On PPC it does not produce an exception. Inspection of the assembler reveals, in part:

        cmpwi cr7,r0,0
        beq cr7,L5
        lwz r2,60(r30)
        lwz r0,56(r30)
        divw r2,r2,r0   ; ordinary integer divide
        stw r2,72(r30)  ; store the quotient
        b L7
  L5:
        li r0,0         ; else load 0
        stw r0,72(r30)  ; store the 0

The following thread has more about the reason PPC does not raise exceptions for these overflows:

http://fixunix.com/embedded/341544-divide-zero-does-not-cras...

But they're only thinking about division by 0, not by -1.

barrkel · on Sept 8, 2011

Intel x86 spec for idiv says Interrupt 0 is triggered if the quotient is too large to fit in the designated register. That would seem to be the case here.

eggnet · on Sept 8, 2011

No, in two's complement:

int_max + 1 == -int_min

ajross · on Sept 8, 2011

Two's complement negation of N is defined as ~N+1 (try it). ~INT_MIN == ~0x80000000 == 0x7fffffff. 0x7fffffff+1 = 0x80000000.

eggnet · on Sept 19, 2011

In your last step there you are literally adding one to INT_MAX, which is an overflow. Hence the exception.

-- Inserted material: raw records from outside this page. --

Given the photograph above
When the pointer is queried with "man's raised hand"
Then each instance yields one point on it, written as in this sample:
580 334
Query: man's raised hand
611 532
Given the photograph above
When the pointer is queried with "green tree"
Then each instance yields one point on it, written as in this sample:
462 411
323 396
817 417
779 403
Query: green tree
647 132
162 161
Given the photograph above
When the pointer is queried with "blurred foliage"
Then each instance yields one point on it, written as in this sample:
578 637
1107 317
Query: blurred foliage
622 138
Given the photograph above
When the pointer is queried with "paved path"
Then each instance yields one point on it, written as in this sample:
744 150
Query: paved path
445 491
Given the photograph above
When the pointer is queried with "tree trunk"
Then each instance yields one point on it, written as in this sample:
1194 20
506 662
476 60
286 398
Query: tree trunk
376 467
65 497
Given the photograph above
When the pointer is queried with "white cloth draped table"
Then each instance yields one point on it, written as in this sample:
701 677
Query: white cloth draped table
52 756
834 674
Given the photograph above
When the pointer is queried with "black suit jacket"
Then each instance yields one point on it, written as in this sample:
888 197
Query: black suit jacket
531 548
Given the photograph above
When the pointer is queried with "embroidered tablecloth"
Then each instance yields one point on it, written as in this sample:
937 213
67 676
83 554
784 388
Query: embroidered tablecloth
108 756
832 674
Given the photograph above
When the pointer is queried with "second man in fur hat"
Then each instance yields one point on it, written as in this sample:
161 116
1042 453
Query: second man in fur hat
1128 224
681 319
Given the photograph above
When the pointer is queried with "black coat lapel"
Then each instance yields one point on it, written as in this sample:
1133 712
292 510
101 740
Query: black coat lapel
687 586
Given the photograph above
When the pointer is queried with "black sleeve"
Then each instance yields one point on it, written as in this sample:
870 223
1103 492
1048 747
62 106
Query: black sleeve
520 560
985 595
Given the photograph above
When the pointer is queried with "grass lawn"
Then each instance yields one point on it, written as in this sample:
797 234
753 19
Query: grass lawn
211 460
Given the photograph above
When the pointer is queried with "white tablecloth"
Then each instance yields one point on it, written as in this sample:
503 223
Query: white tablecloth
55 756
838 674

ScottBurson · on Sept 8, 2011

I pity all you benighted knaves who still labor with bounded-precision integers. Lisp has tried to show you the True Way for decades now, but you have not listened! Unbounded-precision integers would free you from your chains!

(Obviously tongue-in-cheek... mostly... :-)

marshray · on Sept 8, 2011

If Giuseppe Peano had not handed down to us unbounded precision integers, it would have been necessary for John McCarthy to invent them.

Why?

To count all those freakin parentheses! HAHAHAHAHAA!

adobriyan · on Sept 8, 2011

It isn't bounded-precision per se that is the problem. Bounded precision by default is.

Add absence of unbounded precision integers in a language and non-fixed sizes of existing integer types and now it is a proper problem.

zokier · on Sept 8, 2011

Some[1] have listened.

[1] http://gmplib.org/